MM: What are some of the more innovative initiatives you’re hearing about?
Doyle-Scharff: While point-of-care initiatives have been around for a while, they still can be difficult to implement—that falls under my umbrella of innovation. Also, we’ve had some conversations with providers who are trying to figure out how to leverage simulation centers in their own institutions for CME. Traditionally, sim center use has been more about undergraduate and, to some extent, graduate education, but the CME office has never tapped into that resource. We’ll support providers that want to try to figure it out.
MM: It’s been a tough few years, with heightened scrutiny and criticism of both pharma and CME splattered across the news. What does the CME community need to do to move forward?
Doyle-Scharff: We’ve been in this weird funk for the past several years. Providers are feeling beaten up, and industry dollars are decreasing. Not that any of that is going away, but there are many providers who have plowed through and are doing a great job at providing high-quality education that meets an identified need.
What we need is to find a way to showcase all these good outcomes data they are generating. If we can help facilitate the dissemination of that data in some way, then I think we’ll have done a good job as well. The CME community currently doesn’t have a good way to share that information. Hospitals don’t talk with other hospitals, and CME providers largely don’t talk with each other outside of the Alliance for CME conference once a year.

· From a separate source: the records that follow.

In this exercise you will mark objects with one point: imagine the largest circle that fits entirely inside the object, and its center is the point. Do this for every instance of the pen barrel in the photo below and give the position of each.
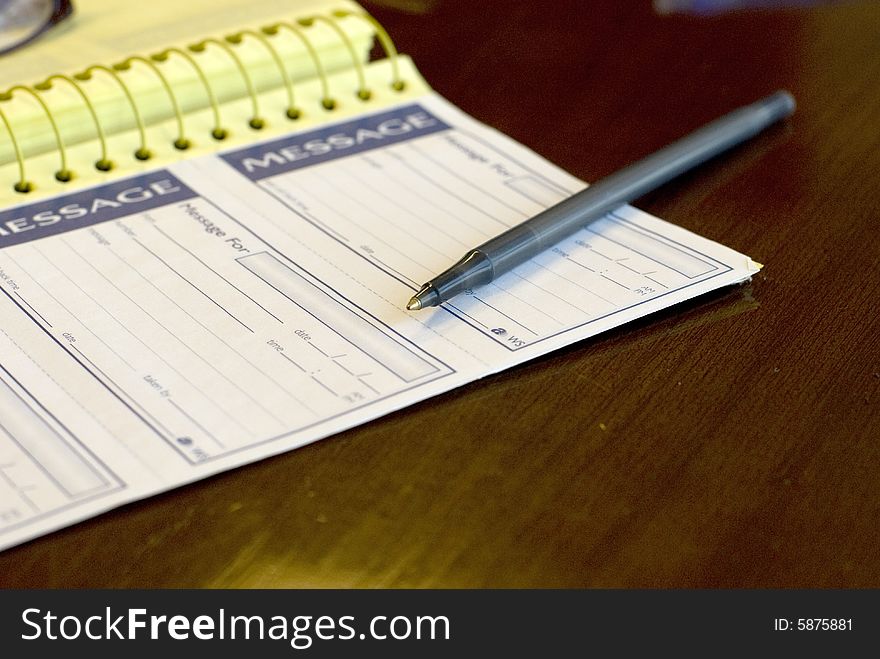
(541, 232)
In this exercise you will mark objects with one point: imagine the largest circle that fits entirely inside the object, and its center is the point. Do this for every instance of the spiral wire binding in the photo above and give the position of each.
(218, 132)
(104, 163)
(63, 174)
(327, 102)
(292, 112)
(23, 184)
(362, 92)
(142, 153)
(256, 122)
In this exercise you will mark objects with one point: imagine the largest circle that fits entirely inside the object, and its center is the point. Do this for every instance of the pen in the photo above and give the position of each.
(523, 241)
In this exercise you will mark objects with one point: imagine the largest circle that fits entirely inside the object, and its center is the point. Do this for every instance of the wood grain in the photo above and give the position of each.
(729, 441)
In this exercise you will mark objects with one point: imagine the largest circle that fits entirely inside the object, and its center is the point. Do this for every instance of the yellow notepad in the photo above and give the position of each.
(182, 315)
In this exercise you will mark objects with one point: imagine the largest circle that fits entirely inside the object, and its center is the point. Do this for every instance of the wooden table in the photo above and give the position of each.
(729, 441)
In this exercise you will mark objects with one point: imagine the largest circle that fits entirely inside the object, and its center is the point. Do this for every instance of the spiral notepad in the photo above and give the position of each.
(299, 65)
(213, 237)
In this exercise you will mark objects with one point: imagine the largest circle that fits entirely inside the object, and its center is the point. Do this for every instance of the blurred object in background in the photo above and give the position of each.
(720, 6)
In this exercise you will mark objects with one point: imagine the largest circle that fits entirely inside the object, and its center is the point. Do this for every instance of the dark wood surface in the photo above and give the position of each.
(730, 441)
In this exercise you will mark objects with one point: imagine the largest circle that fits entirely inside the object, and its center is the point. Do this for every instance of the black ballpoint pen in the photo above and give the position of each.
(523, 241)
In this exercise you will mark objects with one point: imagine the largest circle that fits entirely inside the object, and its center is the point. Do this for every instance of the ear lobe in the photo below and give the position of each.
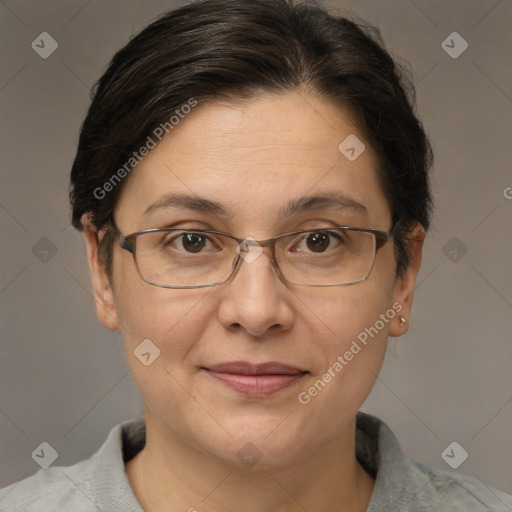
(103, 293)
(404, 287)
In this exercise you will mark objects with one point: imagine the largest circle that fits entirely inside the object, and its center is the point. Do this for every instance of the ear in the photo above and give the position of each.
(103, 293)
(404, 287)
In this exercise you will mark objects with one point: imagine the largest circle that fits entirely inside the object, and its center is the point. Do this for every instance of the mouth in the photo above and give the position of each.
(255, 380)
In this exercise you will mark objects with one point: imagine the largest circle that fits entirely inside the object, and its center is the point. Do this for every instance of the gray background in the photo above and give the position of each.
(63, 377)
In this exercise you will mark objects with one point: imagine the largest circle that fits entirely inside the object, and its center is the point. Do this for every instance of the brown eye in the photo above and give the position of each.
(318, 242)
(193, 242)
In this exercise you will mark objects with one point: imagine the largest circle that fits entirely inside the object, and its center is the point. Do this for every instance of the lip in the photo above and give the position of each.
(255, 380)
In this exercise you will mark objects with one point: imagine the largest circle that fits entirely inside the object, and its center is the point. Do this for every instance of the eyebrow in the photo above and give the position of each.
(325, 200)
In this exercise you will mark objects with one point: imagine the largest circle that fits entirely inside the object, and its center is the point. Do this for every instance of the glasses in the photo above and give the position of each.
(196, 258)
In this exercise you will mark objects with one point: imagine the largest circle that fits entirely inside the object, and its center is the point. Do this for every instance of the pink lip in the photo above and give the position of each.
(256, 380)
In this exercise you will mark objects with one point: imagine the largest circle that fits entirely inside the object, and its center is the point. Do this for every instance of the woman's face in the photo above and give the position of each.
(254, 159)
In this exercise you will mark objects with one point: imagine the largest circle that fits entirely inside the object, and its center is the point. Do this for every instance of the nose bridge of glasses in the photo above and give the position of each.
(249, 249)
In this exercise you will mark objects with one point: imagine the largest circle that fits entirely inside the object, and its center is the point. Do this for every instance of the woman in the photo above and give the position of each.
(252, 183)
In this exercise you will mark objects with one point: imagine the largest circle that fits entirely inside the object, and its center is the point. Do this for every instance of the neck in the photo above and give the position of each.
(169, 472)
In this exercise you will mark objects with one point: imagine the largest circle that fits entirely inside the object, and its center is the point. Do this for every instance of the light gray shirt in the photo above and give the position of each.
(100, 482)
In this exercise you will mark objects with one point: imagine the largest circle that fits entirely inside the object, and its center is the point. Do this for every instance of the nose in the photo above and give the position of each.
(255, 299)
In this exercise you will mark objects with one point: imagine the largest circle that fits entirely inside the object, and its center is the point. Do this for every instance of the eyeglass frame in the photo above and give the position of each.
(129, 243)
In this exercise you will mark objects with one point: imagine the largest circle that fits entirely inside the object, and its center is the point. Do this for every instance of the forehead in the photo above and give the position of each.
(256, 161)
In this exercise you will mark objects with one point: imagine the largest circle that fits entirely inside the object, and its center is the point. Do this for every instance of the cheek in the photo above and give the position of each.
(172, 319)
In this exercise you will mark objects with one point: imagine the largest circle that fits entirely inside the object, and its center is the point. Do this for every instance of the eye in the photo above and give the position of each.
(189, 242)
(318, 241)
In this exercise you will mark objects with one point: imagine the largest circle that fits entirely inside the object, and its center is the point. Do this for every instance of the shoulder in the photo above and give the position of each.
(97, 483)
(55, 488)
(443, 490)
(408, 486)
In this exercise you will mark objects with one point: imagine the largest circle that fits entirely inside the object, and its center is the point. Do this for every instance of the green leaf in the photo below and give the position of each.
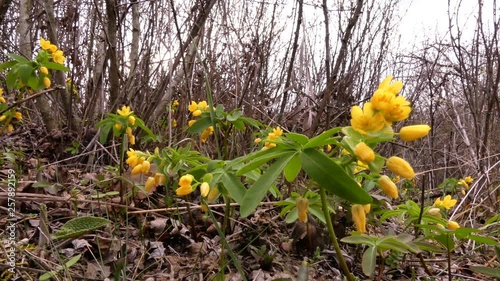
(359, 239)
(78, 226)
(332, 177)
(299, 138)
(319, 139)
(369, 261)
(488, 271)
(8, 64)
(258, 190)
(18, 58)
(234, 186)
(55, 66)
(293, 167)
(200, 125)
(261, 159)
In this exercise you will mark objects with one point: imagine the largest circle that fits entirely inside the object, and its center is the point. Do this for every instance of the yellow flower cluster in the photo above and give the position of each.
(197, 109)
(274, 135)
(57, 55)
(446, 203)
(127, 113)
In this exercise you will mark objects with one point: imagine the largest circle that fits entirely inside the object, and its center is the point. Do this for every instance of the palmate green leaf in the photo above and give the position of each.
(293, 168)
(200, 125)
(78, 226)
(319, 140)
(234, 187)
(259, 189)
(369, 261)
(332, 177)
(55, 66)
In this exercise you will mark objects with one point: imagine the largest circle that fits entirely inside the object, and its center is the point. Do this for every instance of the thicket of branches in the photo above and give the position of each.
(298, 64)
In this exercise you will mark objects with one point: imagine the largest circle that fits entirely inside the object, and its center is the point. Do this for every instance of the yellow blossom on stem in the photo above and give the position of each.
(302, 205)
(58, 57)
(366, 120)
(204, 189)
(364, 152)
(18, 115)
(446, 203)
(124, 111)
(45, 44)
(150, 183)
(359, 217)
(400, 167)
(131, 120)
(410, 133)
(44, 70)
(46, 82)
(388, 186)
(452, 225)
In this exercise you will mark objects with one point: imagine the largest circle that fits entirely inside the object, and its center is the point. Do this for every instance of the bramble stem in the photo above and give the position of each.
(333, 237)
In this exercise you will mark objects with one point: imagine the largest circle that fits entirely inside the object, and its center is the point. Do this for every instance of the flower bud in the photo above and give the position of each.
(388, 186)
(364, 152)
(359, 217)
(410, 133)
(302, 208)
(400, 167)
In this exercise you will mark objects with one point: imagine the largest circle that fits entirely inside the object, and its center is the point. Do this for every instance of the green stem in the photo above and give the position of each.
(335, 243)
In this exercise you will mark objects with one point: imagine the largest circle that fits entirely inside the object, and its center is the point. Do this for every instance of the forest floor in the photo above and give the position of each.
(150, 242)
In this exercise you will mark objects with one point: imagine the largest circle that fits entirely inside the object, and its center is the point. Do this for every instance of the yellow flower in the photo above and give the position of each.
(398, 109)
(206, 133)
(150, 183)
(400, 167)
(186, 180)
(193, 107)
(53, 48)
(388, 186)
(58, 57)
(446, 203)
(196, 113)
(18, 115)
(145, 167)
(212, 195)
(131, 139)
(367, 208)
(44, 70)
(160, 179)
(204, 189)
(46, 82)
(45, 44)
(278, 131)
(364, 152)
(366, 120)
(125, 111)
(436, 212)
(410, 133)
(359, 217)
(184, 190)
(463, 183)
(203, 106)
(468, 179)
(302, 205)
(131, 120)
(452, 225)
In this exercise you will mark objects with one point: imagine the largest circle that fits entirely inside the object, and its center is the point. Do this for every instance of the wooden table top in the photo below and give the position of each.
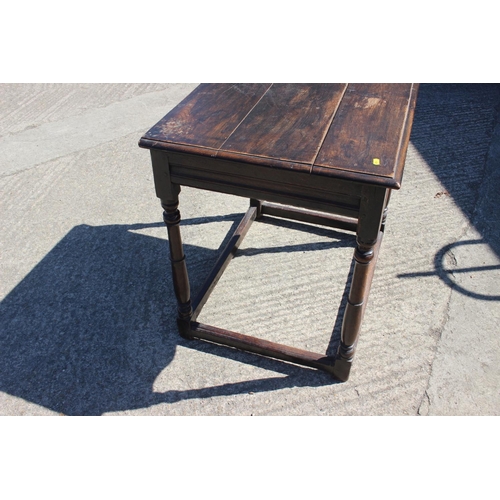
(350, 131)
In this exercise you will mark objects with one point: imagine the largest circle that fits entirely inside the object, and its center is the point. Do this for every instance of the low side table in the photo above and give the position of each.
(319, 153)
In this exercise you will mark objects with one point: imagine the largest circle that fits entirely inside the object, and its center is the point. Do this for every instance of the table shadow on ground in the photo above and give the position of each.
(90, 328)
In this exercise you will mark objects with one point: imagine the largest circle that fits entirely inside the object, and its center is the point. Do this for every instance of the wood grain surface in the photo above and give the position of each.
(352, 131)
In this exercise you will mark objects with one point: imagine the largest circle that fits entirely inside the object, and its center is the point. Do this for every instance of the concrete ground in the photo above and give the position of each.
(87, 312)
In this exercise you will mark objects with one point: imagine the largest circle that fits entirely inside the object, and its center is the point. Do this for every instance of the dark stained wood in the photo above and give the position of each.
(172, 218)
(209, 115)
(309, 127)
(368, 130)
(263, 347)
(288, 123)
(322, 219)
(334, 148)
(223, 261)
(356, 304)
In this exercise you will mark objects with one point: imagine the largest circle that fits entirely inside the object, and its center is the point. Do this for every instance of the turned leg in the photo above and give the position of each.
(368, 239)
(172, 218)
(168, 192)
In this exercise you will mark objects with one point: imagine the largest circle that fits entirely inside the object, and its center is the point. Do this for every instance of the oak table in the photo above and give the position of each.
(319, 153)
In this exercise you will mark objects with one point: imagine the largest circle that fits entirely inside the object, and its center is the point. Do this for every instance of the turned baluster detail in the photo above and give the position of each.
(368, 239)
(172, 218)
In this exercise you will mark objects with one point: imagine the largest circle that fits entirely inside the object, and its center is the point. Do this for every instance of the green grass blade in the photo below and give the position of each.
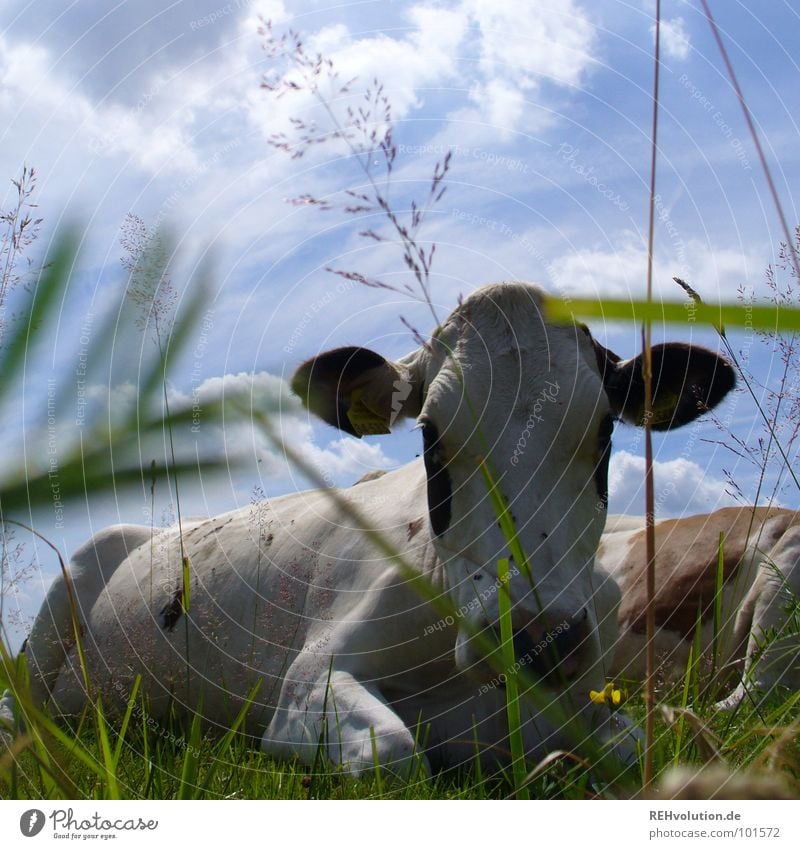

I’d love to see Pfizer host a forum that really just blows people away with best practices. Pfizer is known for stepping in to help support innovation in different areas, so it’s very much in line with our corporate philosophy of being a part of the solution.
It’s so cool to get outcomes reports that show improvement in patients’ lives. To know that we played some small part is why we’re all in this. We get beaten up time and again, but we stick with it because it isn’t about CME being a commodity, and it isn’t just about education. It’s about understanding CME’s role in the healthcare space and how, if you do it right, the education you develop can really make a difference.